San Telesforo, 10, 2º
izquierda: ahí nací yo. En esa casa
del barrio de Bilbao con un
jardín con rosales enfrente
y unos árboles altos que quizá
fueran acacias
o tilos. El camión de las
Vespas permanecía estacionado
junto al bordillo durante todo
el domingo. Durante todos los domingos
madrileños y velazqueños de mi
niñez. Yo me asomaba
a la ventana de la cocina para
ver el camión
de las Vespas: parecía una caja
llena de mariposas de colores
de esas que hay en los museos
de ciencias naturales. Quietas,
como dormidas, como clavadas
allí con alfileres,
cada una de un color. En los
soportales de abajo
estaban la peluquería y el
Liceo San Fernando,
y en una placetilla aledaña la
frutería, la carnicería,
la pescadería y el despacho de
pan
del señor Pepe. Por detrás de
la casa
un amplio descampado constituía
el territorio natural
de nuestros juegos: la
montaña de arena
(se decía que aquellas
toneladas de arena de la construcción
eran para levantar otra colonia
allí mismo) y la montaña de hierba,
que era una loma desde donde
los aeromodelistas probaban sus prototipos
lanzándolos al aire. De ahí
viene mi pasión por volar
más que de las aves, a las que
descubriría después,
en los veranos de Castrodeza.
La señora Riánsares
(nosotros decíamos la señora Riansares,
con el acento en la segunda a)
vivía en el 1º, su hija
Hortensia
ayudaba por las mañanas a mi
madre. En el 2º derecha
vivían el señor Jacinto y la
señora Lola, cuyos hijos eran exploradores
y montaban la tienda de campaña
en el salón.

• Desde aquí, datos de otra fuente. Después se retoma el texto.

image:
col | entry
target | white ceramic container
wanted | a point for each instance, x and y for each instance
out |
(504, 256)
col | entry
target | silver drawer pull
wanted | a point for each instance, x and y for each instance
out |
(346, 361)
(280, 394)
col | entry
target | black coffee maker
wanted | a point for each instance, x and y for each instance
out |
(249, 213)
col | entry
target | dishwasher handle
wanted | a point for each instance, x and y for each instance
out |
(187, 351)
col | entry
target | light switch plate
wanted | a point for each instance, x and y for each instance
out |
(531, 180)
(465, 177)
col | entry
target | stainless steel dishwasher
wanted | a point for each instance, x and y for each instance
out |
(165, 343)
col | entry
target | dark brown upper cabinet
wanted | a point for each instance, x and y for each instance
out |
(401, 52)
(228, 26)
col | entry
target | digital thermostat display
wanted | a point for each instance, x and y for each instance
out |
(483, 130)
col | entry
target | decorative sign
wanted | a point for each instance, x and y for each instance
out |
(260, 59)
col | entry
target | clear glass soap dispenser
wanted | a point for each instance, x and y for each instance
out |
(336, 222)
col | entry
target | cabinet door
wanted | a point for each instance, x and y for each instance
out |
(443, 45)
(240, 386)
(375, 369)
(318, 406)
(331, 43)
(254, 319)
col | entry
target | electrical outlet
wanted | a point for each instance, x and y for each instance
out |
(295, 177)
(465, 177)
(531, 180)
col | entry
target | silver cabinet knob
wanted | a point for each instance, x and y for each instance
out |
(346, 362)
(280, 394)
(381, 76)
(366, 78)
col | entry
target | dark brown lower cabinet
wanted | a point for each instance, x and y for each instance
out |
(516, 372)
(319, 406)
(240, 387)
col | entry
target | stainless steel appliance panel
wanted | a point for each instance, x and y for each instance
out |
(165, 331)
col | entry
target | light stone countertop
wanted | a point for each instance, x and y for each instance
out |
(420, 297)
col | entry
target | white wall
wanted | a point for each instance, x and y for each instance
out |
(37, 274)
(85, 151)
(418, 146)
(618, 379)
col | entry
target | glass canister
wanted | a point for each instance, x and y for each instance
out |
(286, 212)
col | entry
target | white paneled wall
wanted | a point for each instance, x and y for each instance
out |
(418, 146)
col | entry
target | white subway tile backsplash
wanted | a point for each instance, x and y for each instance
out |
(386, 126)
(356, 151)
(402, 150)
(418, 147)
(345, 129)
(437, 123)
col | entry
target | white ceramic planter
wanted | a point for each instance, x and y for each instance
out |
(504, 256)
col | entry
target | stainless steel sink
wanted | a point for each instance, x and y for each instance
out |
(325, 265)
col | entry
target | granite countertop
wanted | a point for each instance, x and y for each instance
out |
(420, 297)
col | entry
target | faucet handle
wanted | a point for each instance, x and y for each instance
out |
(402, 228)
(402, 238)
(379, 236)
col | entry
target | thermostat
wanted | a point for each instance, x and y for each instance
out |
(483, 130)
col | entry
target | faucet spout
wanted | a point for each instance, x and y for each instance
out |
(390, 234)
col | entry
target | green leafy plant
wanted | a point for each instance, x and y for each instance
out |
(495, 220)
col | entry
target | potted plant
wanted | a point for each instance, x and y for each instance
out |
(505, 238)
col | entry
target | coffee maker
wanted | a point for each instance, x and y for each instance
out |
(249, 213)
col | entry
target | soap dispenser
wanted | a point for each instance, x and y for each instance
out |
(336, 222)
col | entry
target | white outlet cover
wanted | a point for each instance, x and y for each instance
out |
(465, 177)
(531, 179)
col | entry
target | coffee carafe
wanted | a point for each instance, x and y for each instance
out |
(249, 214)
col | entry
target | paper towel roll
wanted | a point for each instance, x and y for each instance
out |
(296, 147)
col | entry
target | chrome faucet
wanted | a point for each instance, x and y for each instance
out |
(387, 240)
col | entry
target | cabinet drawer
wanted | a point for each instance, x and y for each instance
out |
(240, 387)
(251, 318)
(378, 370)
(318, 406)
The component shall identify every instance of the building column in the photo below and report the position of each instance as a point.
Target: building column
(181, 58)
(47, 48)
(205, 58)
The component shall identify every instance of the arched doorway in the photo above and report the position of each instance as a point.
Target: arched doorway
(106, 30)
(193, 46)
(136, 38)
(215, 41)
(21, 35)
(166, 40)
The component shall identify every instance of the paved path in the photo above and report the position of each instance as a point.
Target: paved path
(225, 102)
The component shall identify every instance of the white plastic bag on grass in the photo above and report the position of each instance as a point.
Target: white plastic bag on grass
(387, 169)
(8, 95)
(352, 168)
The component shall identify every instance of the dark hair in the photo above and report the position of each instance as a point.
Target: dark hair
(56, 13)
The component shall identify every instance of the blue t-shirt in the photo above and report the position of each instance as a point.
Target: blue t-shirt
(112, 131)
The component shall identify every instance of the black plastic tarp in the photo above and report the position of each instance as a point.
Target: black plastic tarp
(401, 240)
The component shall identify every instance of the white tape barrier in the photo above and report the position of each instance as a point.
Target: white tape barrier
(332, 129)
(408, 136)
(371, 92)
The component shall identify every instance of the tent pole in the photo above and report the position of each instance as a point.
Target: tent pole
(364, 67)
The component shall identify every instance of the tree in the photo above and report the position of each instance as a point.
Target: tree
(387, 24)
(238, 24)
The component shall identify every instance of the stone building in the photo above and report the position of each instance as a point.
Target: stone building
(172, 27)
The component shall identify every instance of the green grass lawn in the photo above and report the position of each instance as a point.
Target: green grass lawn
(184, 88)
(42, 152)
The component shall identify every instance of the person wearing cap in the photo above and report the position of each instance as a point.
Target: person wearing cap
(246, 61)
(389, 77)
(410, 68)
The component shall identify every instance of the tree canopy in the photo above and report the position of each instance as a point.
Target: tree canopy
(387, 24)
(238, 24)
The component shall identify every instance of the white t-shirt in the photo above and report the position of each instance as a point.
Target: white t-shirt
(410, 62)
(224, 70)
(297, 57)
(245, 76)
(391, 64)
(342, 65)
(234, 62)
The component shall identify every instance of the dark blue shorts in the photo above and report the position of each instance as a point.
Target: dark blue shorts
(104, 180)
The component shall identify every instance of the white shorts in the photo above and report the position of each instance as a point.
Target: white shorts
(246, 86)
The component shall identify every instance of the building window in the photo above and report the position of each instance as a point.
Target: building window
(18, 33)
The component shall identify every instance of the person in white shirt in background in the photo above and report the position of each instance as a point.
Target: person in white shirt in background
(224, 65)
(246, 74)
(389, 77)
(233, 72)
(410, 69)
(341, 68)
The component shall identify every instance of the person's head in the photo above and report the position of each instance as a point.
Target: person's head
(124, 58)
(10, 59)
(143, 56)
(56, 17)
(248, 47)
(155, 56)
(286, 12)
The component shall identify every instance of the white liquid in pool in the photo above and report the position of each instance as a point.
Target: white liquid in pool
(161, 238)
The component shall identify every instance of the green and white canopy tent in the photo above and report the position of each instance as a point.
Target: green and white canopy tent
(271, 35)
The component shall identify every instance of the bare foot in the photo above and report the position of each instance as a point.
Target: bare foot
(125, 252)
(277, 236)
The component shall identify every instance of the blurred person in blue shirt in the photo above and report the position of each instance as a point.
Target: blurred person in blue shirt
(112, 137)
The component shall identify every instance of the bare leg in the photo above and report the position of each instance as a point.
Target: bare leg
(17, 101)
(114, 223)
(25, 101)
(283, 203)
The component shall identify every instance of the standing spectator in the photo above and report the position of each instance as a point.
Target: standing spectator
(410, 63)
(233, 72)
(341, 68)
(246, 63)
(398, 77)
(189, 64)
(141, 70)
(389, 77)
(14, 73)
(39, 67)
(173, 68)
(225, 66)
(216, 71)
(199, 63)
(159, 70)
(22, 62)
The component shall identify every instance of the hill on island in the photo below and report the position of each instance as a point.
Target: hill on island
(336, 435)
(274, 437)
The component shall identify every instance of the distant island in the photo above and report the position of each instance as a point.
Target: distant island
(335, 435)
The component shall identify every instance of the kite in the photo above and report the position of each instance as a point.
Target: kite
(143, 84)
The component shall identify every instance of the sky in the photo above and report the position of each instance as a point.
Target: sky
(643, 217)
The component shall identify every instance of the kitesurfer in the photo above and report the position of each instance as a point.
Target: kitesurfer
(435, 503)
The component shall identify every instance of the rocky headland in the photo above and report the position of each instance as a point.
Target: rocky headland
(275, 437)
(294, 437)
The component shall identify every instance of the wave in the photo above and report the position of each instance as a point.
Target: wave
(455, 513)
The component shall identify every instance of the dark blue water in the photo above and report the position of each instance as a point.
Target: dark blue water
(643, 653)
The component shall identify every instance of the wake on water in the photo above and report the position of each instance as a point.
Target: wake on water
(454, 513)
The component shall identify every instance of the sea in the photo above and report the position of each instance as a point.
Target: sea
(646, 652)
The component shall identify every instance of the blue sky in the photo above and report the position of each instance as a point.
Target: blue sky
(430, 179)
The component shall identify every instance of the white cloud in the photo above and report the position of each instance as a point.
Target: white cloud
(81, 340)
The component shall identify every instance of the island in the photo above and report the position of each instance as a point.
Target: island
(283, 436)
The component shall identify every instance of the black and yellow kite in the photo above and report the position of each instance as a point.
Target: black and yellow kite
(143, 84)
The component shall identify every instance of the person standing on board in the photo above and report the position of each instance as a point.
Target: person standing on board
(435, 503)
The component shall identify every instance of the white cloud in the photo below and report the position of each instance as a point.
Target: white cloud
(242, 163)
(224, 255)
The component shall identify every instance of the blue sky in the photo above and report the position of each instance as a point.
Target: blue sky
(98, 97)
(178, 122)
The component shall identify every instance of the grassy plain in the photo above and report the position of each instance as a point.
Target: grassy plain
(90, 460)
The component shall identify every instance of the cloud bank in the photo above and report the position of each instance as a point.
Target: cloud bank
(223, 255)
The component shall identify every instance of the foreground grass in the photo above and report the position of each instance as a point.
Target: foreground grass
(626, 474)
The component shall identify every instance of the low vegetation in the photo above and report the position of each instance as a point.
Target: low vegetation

Cuando comía con ellos
me sentaban en una silla sobre
las guías del teléfono,
que por entonces sumaban cuatro
densos volúmenes, para que pudiese llegar bien a los platos
de porcelana inglesa. Nuestro
teléfono
era el dos, cero, cuatro, catorce,
ochenta y uno…
El teléfono estaba en el
pasillo,
colgado de la pared. Una
consola con las guías debajo,
con el listín de cuero negro de
los números
y recado de escribir. Para
hablar con mi padre
tenía que subirme en una de las
sillas de la cocina
(igual que para ver el camión
de las Vespas), esas sillas
de formica verde haciendo
aguas, a juego con la mesa
donde desayunábamos. Digo esas
sillas
porque siguen estando en la
cocina de Valladolid,
en la casa de la calle
Industrias, 15, que es desde donde escribo este poema.